Cakes Da Killa: Let's start with this remix. I remember we did a show together and you were on the bill. I assumed you were a black guy. I was talking to my friend Tiga like, "This guy is so good, I can't wait for Rizzla to get on." Tiga was like, 'Bitch, that is Rizzla!' So I hit you up and you remixed one of my favorite songs, "Truth Tella."

Rizzla: The beat was directly inspired by the vibe of that party—a gay rap thing in a dark warehouse, like on the post-Ghe20 G0th1k spectrum. I've always clocked everything you do. You're like a prophecy. I wanted the vocal for "Truth Tella" to sit on some drums but have every word that you said be heard. Your records have so much influence from Jersey Club and ballroom. What do you think of the state of ball and the resurgence of ballroom culture in 2014?

CDK: There is a very whitewashed kind of resurgence going on right now. It's like, the whole Madonna thing all over again—these girls going into Vogue Knights doing market research. But I think it's cute because it brings attention to the ballroom community. I just wish the community was smart enough to capitalize off the fame and talent. Like, don't give your best dancers to this artist to use for a tour moment and be done with. There is talent in the community that could be on that stage as the main performer. Don't let all the celebrities who want to come in, just come in.

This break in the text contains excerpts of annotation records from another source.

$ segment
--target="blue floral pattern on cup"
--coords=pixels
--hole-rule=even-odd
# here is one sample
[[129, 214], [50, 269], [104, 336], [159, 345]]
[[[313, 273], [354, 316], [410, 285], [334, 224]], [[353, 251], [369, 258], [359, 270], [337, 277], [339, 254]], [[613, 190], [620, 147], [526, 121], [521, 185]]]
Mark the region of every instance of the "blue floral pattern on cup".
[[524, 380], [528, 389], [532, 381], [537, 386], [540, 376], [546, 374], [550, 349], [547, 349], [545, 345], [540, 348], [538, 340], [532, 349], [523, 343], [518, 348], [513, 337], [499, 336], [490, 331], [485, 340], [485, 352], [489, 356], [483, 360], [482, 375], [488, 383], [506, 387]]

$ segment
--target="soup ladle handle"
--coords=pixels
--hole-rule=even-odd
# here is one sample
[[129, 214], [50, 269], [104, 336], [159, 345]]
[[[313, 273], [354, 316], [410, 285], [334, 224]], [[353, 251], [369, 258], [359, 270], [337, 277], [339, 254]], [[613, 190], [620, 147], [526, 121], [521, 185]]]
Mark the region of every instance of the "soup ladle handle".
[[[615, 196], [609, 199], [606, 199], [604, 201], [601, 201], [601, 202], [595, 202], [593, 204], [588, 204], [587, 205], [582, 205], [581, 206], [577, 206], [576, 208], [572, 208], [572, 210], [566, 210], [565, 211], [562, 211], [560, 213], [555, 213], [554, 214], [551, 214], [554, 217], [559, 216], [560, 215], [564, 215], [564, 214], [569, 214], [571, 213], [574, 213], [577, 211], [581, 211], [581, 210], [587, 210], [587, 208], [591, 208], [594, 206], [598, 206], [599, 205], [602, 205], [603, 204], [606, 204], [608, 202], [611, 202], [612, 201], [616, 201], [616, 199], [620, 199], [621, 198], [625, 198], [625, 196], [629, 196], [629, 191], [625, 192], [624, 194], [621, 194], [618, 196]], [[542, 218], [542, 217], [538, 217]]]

R: Scenes get copied so quick nowadays. If something you're doing is blowing up, someone is going to try and do it better, so you've got to keep that in mind. Going into the next year, it feels like a lot of us in "queer music"—for lack of a better term—are getting our shit together in different ways. It always kills me how we don't have elders to look up to. I wish there were people in their mid-40s who were doing what we are doing, who are still alive.


CDK: Everyone is cut-throat, coked up, or dead.

R: Yeah. I've been thinking about how to build unity so that it's not about attacking the limited amount of gay artists out there, or being oppositional to straight shit. The Hot 97 thing—that's the real story. Do you want to fill people in on what happened?

CDK: Hot 97 pitched me to be one of the guests. Peter Rosenberg was like, this kid can really spit, let's bring him on. Because even though I'm gay and rapping over a ballroom beat, I'm not chanting. I'm really rapping. I was really nervous because it was my first American radio interview, and it was both mainstream and black. But it didn't hit me until I got on the train—this is not just a big deal for me, but a big deal for everyone else. That made me feel really uncomfortable. And when I got there they didn't even offer my alcohol! Granted it was 10AM, but a shot would've helped. Anyway, it was fun. They just wanted to talk to me about music and awkward gay things, like whether I'm attracted to butch lesbians.

People assume that I'm just this gay scene figure. But I just got into the gay scene. With my first mixtape, I was doing straight shows. I was the faggot who got on the mic and gagged straight people. A lot of my friends were straight guys, so questions about my sexuality don't faze me.

R: How did you feel about what happened?

CDK: In this industry, we're like boy scouts. The more badges you get, people look at you differently. People who I'd been working with immediately started treating me different. Which made me think, were you really fucking with me or were you waiting for me to pop off? 


You can't just be this gay person who only hangs out with gay people. You have to interact with heterosexual people and these are some of the questions that they ask you. Don't be offended, it's just ignorance because it's not their reality.

R: I felt like people [in the queer community] were too sympathetic. It shouldn't be like, oh poor baby, you went to Hot 97, now come back. It should be like, look at how well he dealt with them asking these questions. You put your foot in it and you step forward. I thought it was a really good moment for gay rap in general.

CDK: What about you? Was there any event that stood out to you this year?

R: I started out super DIY and sample-based. Now I'm trying to refine myself as a producer and upgrade my studio practice. I'm finishing my release for Fade To Mind, working on remixes with Mixpak, and building with my DJ fam False Witness, Kilbourne, and Stud1nt.  Rappers are much more individualistic. You're on a stage—you're not behind [a booth]. With DJs, you're part of a collective. You can share power, and that's cool. When it comes to queer and female DJ collectives, there's been this idea of, let's build this year. That's how you get mainstream success: you build a strong foundation.

I want to see what the next wave of club experiences will be. There's only so much longer that dance music can be apolitical. Producers and DJs are going to have to start acknowledging the injustices in our society. We don't really have political tracks. I want to figure out why.

CDK: Everyone just wants to turn up.

R: Right? So is this the permenant state of club music? I want to turn up too, but I think next year, it's gotta give one way or another.